I think this is why I love research so much. It is such an undervalued skill these days. People think that the use of language can actually mask for substance. I see that in the courtroom every day. People just want to be heard and have their argument heard, who cares whether it is right or wrong in an objective sense, or supported by the weight of evidence. I just want to be one of those people who is obsessed with understanding and attempting to get to the truth of things, rather than trying to figure out catchy ways to persuade others to come to my point of view. For a long time, I wanted to be right, now, I think I just want to understand.
Bill made me think about some things that I have avoided thinking about too deeply about what is going on in Iraq. Frankly, I didn’t support the war. I thought we were going to war for completely artificial reasons. But since we have taken away any sense of stability for most people living in that country, I have been devastated over what our obligation is now.
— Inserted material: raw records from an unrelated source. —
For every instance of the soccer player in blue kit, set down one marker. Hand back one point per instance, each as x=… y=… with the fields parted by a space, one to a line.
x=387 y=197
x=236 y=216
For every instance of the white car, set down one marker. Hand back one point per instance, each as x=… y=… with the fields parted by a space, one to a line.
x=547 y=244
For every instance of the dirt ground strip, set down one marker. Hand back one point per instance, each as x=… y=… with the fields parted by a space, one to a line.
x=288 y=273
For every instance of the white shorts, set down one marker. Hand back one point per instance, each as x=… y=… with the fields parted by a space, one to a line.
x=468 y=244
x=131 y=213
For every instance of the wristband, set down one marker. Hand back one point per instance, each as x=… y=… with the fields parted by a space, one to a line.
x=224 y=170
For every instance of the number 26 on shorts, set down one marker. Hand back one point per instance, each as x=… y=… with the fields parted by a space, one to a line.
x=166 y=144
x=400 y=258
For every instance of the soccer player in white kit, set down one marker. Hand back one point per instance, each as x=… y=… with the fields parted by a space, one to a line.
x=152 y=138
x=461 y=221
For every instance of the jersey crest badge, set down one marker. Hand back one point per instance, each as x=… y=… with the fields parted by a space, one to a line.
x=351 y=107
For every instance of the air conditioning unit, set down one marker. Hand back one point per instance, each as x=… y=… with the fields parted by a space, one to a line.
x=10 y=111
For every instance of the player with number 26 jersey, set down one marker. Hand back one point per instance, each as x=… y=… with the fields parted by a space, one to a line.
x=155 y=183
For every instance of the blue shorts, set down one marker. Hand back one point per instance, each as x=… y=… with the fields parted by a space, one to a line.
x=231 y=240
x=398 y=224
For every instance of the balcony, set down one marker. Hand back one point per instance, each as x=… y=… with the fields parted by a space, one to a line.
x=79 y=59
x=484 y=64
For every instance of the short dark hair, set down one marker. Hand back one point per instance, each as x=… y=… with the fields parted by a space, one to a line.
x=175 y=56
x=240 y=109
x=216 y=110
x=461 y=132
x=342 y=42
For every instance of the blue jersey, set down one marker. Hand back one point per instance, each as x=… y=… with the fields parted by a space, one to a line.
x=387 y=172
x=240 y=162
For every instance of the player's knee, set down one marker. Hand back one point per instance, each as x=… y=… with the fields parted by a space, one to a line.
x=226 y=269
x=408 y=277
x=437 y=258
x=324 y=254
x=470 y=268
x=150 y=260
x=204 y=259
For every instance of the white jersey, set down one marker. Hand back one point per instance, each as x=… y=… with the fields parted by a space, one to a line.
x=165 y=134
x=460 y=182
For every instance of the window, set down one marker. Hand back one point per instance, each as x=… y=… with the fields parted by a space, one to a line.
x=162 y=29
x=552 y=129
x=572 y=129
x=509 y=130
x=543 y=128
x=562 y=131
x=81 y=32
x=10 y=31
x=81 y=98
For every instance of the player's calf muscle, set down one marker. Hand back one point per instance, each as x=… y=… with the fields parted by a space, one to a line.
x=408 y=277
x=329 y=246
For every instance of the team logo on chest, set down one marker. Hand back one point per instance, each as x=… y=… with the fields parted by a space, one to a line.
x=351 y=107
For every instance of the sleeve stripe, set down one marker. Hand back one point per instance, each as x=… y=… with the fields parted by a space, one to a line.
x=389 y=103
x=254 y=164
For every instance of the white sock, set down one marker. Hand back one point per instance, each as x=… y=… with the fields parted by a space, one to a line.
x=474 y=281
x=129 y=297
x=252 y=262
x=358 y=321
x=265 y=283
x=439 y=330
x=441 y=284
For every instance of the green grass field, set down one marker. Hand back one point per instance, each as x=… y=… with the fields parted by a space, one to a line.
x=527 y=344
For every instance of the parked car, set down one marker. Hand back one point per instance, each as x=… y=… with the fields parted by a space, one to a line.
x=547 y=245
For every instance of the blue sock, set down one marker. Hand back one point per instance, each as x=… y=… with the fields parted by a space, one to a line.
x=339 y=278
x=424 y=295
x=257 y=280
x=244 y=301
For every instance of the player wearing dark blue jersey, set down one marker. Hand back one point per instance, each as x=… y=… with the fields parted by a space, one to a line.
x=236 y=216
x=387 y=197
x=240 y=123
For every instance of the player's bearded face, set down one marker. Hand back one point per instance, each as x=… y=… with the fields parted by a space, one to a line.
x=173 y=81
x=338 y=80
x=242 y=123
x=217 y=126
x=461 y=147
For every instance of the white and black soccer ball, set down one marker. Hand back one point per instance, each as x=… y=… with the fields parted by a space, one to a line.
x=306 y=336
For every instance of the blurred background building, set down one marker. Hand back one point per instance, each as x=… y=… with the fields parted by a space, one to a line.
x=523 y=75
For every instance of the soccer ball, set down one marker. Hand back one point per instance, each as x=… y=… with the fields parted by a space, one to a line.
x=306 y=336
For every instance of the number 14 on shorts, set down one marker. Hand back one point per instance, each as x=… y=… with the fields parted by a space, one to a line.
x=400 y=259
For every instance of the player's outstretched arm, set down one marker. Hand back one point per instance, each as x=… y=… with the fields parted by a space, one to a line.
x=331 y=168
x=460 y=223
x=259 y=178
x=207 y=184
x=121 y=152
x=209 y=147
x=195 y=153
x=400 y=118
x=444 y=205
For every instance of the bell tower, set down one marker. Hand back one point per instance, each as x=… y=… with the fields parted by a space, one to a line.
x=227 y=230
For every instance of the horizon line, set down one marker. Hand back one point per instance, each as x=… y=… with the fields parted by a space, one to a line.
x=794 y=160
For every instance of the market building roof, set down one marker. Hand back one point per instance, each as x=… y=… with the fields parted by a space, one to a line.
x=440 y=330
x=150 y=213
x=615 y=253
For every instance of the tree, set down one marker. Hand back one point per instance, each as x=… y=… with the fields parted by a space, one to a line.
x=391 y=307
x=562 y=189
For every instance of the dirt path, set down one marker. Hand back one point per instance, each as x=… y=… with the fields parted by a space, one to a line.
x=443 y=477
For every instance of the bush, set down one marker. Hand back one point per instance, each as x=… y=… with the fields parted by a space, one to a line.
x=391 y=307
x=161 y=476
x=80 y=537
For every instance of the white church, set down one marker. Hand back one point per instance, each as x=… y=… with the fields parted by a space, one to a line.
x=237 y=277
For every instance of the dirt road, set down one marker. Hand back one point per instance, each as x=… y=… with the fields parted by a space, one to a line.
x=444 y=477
It seems wrong to me to just pull out and leave a country in chaos, a chaos that our presidential adminstration wilfully created. Yet, I feel horribly for the members of our armed forces that are continuning to toil there, risking their lives for something that didn’t make sense, but doing their best to try to bring some sense of security to the lives of the Iraqi people. What do we do? We created this terrible problem. Now, what I think we need is a leader with more humility and less pride. We need someone who can step up to the plate and tell the world that the USA is sorry for what we did. It wasn’t right. And now that we are there, we need to know what the Iraqi people think that we should do to make it right. Then, we should do it. It is what we owe those people. It is what we owe the world. We need to get serious about regaining some international credibility. Is that a sign of weakness? Well, I guess that all depends on your definition of strength. I think that it takes a much stronger person to admit that they were wrong then the ease of maintaining the status quo and continuing to make excuses.
Once again Bill, thank you for forcing me to think again.